Are you getting the picture now, data-metadata, schemaless-schema, data model - abstract model. It is an abstract machine, think about Turing machines, finite state machines, recursive functions, and lambda calculus and you get closer to it.
A Computational Semiotics Explanation
The following Wikipedia pages are related to realization, you may open and read about:
- Data type : en.wikipedia.org/wiki/Data_type
- Data structure : en.wikipedia.org/wiki/Data_structure
- Class : en.wikipedia.org/wiki/Class_(computer_programming)
- Object : en.wikipedia.org/wiki/Object_(computer_science)
You read the content of the web page with a specific presentation format suitable for the user and with at least three levels of encoding at the back for machine processing purposes.
- wiki encoding : Wiki data type (interpretation of bits)
- html encoding : HTML data type (interpretation of bits)
- machine code : Series of bits
To keep things simple, encoding is about the format you give for various purposes, for data storage, for human reading, for human listening, for execution of machine instructions, and many more. If you started thinking about file types, and serialization formats like RDF and JSON I must say you are on the right path. We are at the data level where everything is centred around the encoding of the content. If we apply recursion to reach the machine encoding level, we have to think about a base case. For example, you can encode an integer as a 16bit binary number or 32bit binary number.
How do we represent an integer. In programming we call it an identifier, the name of a variable. This is our entry level to the world of semantics. According to semiotics, it is about signs we use to represent information about an entity. To continue our example, if we want to encode and use a salary figure we can write:
Salary = $150000
The left part (and the dollar sign) is the (R)epresentation (container) and the right part is the value (content). It is the (R)ealization of a monetary value. Such identifiers in computer programming are many, property names, class names, method names, and relations.
Speaking about computer programming, the following Wikipedia pages are related to reference:
- Pointer : en.wikipedia.org/wiki/Pointer_(computer_programming)
- Reference : en.wikipedia.org/wiki/Reference_(computer_science)

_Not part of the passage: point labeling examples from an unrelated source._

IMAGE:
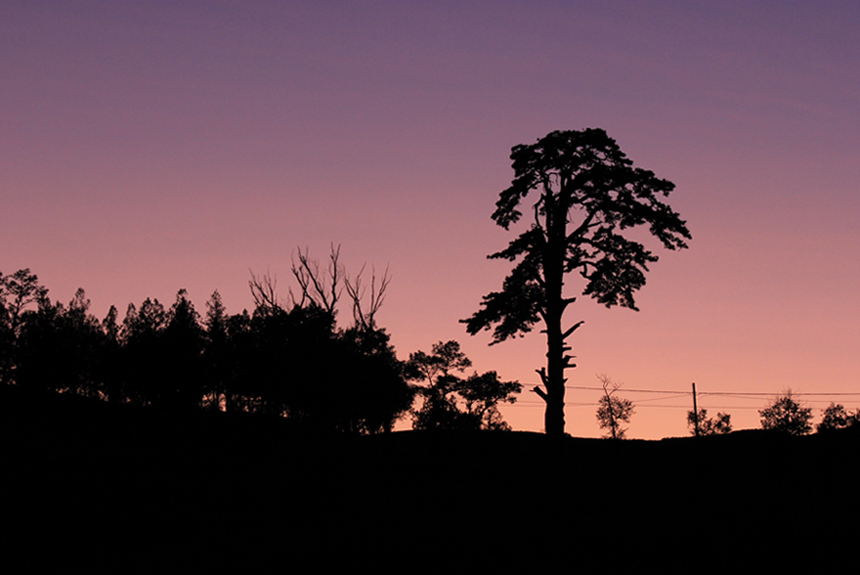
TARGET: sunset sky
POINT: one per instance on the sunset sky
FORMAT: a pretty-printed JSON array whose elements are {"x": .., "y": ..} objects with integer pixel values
[{"x": 148, "y": 146}]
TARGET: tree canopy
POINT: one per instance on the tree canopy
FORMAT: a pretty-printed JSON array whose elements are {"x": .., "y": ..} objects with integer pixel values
[{"x": 585, "y": 194}]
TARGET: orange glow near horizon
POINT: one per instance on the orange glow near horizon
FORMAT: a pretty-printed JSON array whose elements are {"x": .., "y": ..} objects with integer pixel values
[{"x": 144, "y": 149}]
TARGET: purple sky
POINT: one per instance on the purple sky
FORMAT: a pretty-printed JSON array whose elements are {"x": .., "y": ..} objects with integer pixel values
[{"x": 149, "y": 146}]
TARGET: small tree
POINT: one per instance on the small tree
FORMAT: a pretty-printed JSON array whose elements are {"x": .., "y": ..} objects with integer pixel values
[
  {"x": 787, "y": 415},
  {"x": 835, "y": 417},
  {"x": 584, "y": 201},
  {"x": 612, "y": 411},
  {"x": 719, "y": 425},
  {"x": 453, "y": 402}
]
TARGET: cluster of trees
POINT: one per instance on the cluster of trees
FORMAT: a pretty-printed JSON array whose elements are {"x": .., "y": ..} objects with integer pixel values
[
  {"x": 287, "y": 358},
  {"x": 784, "y": 413},
  {"x": 788, "y": 415},
  {"x": 454, "y": 402}
]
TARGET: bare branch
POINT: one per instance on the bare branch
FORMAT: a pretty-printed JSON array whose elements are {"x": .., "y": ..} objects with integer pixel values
[{"x": 264, "y": 292}]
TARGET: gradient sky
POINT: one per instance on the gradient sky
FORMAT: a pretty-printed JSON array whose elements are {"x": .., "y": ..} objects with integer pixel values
[{"x": 148, "y": 146}]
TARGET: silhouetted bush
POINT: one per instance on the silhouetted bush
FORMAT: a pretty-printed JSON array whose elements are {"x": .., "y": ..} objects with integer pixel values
[{"x": 787, "y": 415}]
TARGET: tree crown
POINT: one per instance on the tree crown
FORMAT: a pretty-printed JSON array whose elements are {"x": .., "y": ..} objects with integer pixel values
[{"x": 587, "y": 192}]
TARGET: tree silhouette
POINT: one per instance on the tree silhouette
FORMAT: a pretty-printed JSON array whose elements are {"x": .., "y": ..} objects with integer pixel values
[
  {"x": 612, "y": 411},
  {"x": 587, "y": 194},
  {"x": 718, "y": 425},
  {"x": 453, "y": 402},
  {"x": 787, "y": 415},
  {"x": 836, "y": 417}
]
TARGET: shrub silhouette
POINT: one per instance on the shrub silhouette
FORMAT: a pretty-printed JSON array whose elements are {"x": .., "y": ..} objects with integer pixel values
[{"x": 785, "y": 414}]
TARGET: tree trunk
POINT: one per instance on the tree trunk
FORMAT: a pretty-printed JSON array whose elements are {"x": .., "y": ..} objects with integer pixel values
[{"x": 553, "y": 268}]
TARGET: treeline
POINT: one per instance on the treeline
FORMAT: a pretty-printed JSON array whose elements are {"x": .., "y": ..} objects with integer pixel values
[{"x": 287, "y": 358}]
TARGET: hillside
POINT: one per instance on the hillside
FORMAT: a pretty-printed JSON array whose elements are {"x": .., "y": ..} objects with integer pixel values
[{"x": 85, "y": 481}]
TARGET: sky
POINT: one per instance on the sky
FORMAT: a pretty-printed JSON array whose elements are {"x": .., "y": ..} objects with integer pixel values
[{"x": 152, "y": 146}]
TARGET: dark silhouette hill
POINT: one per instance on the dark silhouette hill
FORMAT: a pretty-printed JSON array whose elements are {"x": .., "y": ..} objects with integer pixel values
[{"x": 128, "y": 489}]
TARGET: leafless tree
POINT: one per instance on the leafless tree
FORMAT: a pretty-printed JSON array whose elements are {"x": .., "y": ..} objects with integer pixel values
[
  {"x": 264, "y": 292},
  {"x": 612, "y": 411},
  {"x": 366, "y": 318}
]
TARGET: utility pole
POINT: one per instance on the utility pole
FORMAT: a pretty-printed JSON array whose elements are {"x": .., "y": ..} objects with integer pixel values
[{"x": 695, "y": 410}]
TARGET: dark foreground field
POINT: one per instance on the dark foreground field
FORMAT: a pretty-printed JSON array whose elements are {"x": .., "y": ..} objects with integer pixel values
[{"x": 125, "y": 490}]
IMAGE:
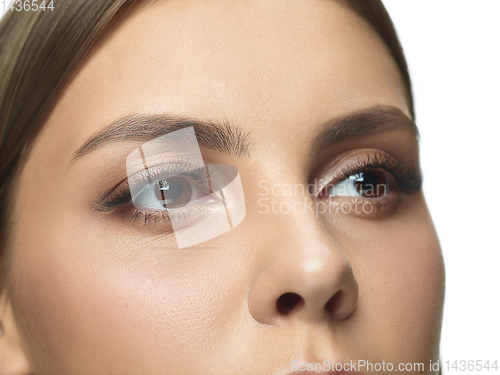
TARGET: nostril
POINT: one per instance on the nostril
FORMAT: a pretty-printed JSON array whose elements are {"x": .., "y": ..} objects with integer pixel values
[
  {"x": 287, "y": 302},
  {"x": 335, "y": 302}
]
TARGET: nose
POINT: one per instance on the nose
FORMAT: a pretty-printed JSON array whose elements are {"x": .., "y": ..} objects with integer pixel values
[{"x": 304, "y": 274}]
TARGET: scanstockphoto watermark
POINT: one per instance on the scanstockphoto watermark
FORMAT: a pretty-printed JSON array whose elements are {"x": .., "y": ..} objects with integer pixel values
[
  {"x": 363, "y": 365},
  {"x": 273, "y": 198}
]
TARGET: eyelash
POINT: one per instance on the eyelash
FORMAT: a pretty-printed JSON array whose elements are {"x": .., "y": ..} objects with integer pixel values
[
  {"x": 121, "y": 197},
  {"x": 408, "y": 178}
]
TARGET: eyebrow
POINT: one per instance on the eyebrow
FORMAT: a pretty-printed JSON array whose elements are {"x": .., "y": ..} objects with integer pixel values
[
  {"x": 377, "y": 119},
  {"x": 229, "y": 139},
  {"x": 218, "y": 136}
]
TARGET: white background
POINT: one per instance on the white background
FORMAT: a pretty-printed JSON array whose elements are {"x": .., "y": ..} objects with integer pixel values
[{"x": 452, "y": 49}]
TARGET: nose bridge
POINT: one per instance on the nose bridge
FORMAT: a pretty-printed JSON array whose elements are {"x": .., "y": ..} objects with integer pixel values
[{"x": 304, "y": 272}]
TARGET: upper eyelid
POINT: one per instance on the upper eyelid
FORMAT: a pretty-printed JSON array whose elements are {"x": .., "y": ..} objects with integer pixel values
[{"x": 401, "y": 172}]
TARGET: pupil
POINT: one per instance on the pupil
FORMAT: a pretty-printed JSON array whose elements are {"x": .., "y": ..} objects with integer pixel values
[
  {"x": 371, "y": 184},
  {"x": 173, "y": 192}
]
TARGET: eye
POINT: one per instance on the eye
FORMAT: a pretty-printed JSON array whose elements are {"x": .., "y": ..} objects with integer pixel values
[
  {"x": 372, "y": 183},
  {"x": 169, "y": 193}
]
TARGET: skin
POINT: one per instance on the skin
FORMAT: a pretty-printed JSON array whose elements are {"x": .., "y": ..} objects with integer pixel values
[{"x": 95, "y": 294}]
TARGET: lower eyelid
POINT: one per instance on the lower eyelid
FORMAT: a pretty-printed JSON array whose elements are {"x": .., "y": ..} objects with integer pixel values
[{"x": 366, "y": 208}]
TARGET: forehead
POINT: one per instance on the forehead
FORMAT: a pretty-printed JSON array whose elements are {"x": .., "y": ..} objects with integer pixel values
[{"x": 257, "y": 63}]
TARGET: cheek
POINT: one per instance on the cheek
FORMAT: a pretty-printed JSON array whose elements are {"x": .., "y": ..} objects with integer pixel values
[
  {"x": 402, "y": 292},
  {"x": 84, "y": 293}
]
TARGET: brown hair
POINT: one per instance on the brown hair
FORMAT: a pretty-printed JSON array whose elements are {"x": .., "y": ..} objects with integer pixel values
[{"x": 39, "y": 53}]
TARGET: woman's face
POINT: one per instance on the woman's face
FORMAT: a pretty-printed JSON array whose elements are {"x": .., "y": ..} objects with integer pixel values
[{"x": 317, "y": 98}]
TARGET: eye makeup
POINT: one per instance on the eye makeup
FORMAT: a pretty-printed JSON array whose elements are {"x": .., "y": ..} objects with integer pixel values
[
  {"x": 372, "y": 177},
  {"x": 120, "y": 199}
]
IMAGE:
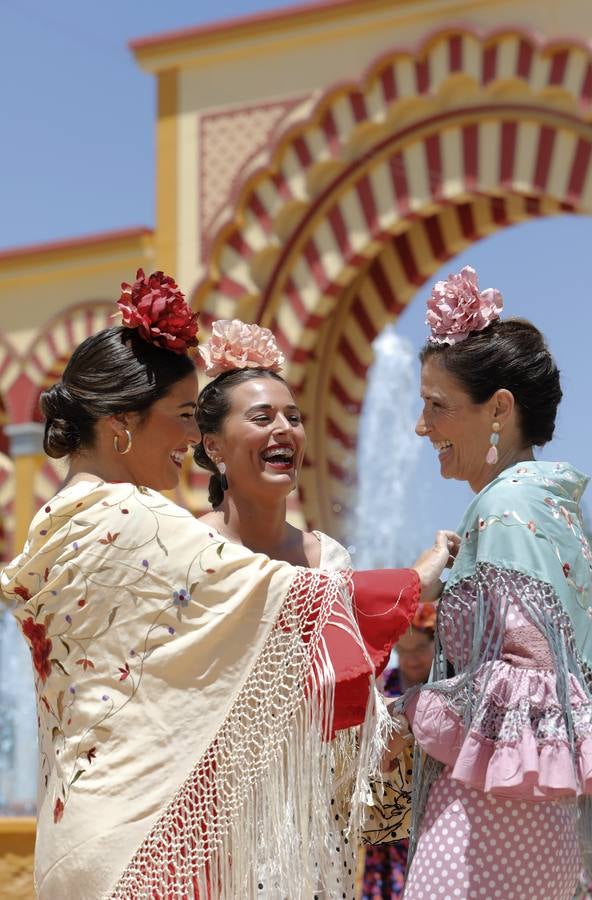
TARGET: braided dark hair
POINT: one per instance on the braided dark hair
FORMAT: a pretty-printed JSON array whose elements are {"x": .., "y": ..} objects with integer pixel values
[
  {"x": 213, "y": 405},
  {"x": 114, "y": 371}
]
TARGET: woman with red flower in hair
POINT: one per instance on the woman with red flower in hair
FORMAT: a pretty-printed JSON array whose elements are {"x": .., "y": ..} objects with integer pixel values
[{"x": 185, "y": 690}]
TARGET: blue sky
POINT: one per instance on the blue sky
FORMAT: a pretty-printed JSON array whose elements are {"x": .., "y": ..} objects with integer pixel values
[{"x": 77, "y": 157}]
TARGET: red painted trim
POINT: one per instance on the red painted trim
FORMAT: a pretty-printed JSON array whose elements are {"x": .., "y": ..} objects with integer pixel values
[
  {"x": 363, "y": 319},
  {"x": 506, "y": 169},
  {"x": 455, "y": 53},
  {"x": 586, "y": 92},
  {"x": 260, "y": 212},
  {"x": 366, "y": 197},
  {"x": 407, "y": 259},
  {"x": 579, "y": 170},
  {"x": 489, "y": 64},
  {"x": 389, "y": 84},
  {"x": 498, "y": 210},
  {"x": 422, "y": 76},
  {"x": 329, "y": 129},
  {"x": 470, "y": 141},
  {"x": 434, "y": 163},
  {"x": 315, "y": 264},
  {"x": 508, "y": 152},
  {"x": 467, "y": 222},
  {"x": 281, "y": 186},
  {"x": 399, "y": 180},
  {"x": 384, "y": 288},
  {"x": 489, "y": 61},
  {"x": 544, "y": 155},
  {"x": 302, "y": 151},
  {"x": 358, "y": 106},
  {"x": 524, "y": 61},
  {"x": 558, "y": 66},
  {"x": 293, "y": 294},
  {"x": 339, "y": 229},
  {"x": 238, "y": 243},
  {"x": 103, "y": 237},
  {"x": 230, "y": 287},
  {"x": 436, "y": 238}
]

- Key : en.wikipedia.org/wiki/Unique_key
- Identifier : en.wikipedia.org/wiki/Identifier
The concept of reference must not be confused with other values (keys or identifiers). In the previous example
- “Salary” is an identifier, a (R)epresentation of an integer value
- “Salary” is a reference, a (R)epresentation of the memory address where we encode the integer value.

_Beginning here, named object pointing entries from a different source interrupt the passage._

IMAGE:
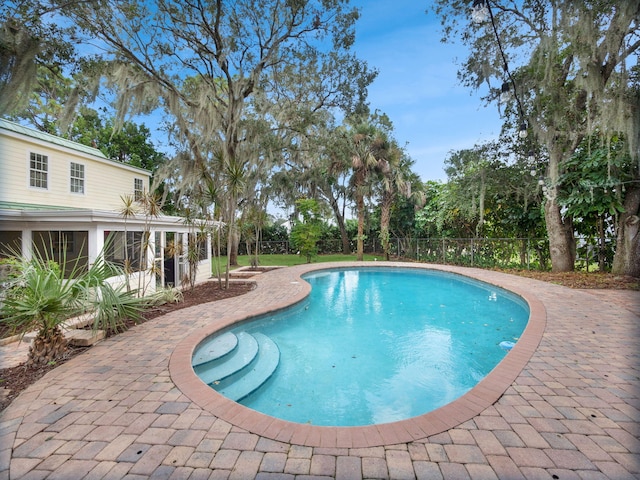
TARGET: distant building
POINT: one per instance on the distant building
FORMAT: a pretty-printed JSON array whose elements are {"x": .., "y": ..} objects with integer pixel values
[{"x": 58, "y": 195}]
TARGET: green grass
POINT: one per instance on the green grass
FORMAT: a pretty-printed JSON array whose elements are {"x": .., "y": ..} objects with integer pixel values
[{"x": 290, "y": 260}]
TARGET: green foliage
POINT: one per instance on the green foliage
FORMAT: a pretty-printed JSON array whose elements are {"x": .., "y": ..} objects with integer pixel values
[
  {"x": 306, "y": 233},
  {"x": 39, "y": 296},
  {"x": 592, "y": 184}
]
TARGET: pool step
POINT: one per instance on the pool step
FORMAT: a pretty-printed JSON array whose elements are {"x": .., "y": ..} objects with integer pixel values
[
  {"x": 214, "y": 348},
  {"x": 242, "y": 369},
  {"x": 240, "y": 357},
  {"x": 249, "y": 379}
]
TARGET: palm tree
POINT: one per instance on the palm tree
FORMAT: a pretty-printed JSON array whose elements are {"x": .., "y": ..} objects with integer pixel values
[
  {"x": 40, "y": 297},
  {"x": 369, "y": 149}
]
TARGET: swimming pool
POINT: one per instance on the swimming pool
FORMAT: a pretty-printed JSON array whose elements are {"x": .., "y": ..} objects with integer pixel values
[{"x": 379, "y": 345}]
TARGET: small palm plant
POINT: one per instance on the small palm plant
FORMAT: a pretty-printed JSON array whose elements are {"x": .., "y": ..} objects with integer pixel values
[{"x": 38, "y": 296}]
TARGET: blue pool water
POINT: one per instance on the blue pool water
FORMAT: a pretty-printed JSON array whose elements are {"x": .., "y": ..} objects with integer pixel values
[{"x": 377, "y": 345}]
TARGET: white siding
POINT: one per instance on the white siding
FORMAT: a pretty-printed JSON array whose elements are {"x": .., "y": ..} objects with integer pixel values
[{"x": 105, "y": 181}]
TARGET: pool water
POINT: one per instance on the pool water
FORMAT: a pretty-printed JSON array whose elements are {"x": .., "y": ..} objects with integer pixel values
[{"x": 377, "y": 345}]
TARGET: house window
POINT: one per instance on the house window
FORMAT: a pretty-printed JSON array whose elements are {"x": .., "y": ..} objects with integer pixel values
[
  {"x": 77, "y": 178},
  {"x": 38, "y": 170},
  {"x": 138, "y": 189}
]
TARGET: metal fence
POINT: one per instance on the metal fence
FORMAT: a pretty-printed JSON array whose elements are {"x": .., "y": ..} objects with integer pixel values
[{"x": 528, "y": 253}]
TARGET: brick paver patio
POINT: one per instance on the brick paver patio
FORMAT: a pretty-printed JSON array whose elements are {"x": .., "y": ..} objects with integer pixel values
[{"x": 128, "y": 409}]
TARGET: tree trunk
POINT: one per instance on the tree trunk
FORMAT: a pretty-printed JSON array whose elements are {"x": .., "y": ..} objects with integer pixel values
[
  {"x": 346, "y": 247},
  {"x": 360, "y": 207},
  {"x": 47, "y": 347},
  {"x": 626, "y": 260},
  {"x": 562, "y": 246},
  {"x": 385, "y": 220}
]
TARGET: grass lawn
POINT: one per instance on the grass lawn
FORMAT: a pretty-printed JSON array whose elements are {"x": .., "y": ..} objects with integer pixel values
[{"x": 288, "y": 260}]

To avoid that confusion, programmers defined another term, the pointer. Pointer (R)epresents a memory address. We dereference pointer to read the value, we use pointer to access memory block and store the value. The same idea is behind the dereferencing mechanism of WWW and the URL. But the URL reference has been overloaded:
- URL denotes the source of information, e.g. Wikipedia.
- URL is used to disambiguate terms, e.g. Object in object-oriented_programming.
- URL is used to fetch the html content of the web page
The way we view information resources in our model is mainly through the use of terms (Term Information Resource - TermIR). If you take any of the previous web addresses, you have the term, the realization of the term (DatumIR), the representation of the term (SignIR) and a reference (RefIR) to the content. These are three concepts in one, and one concept in three.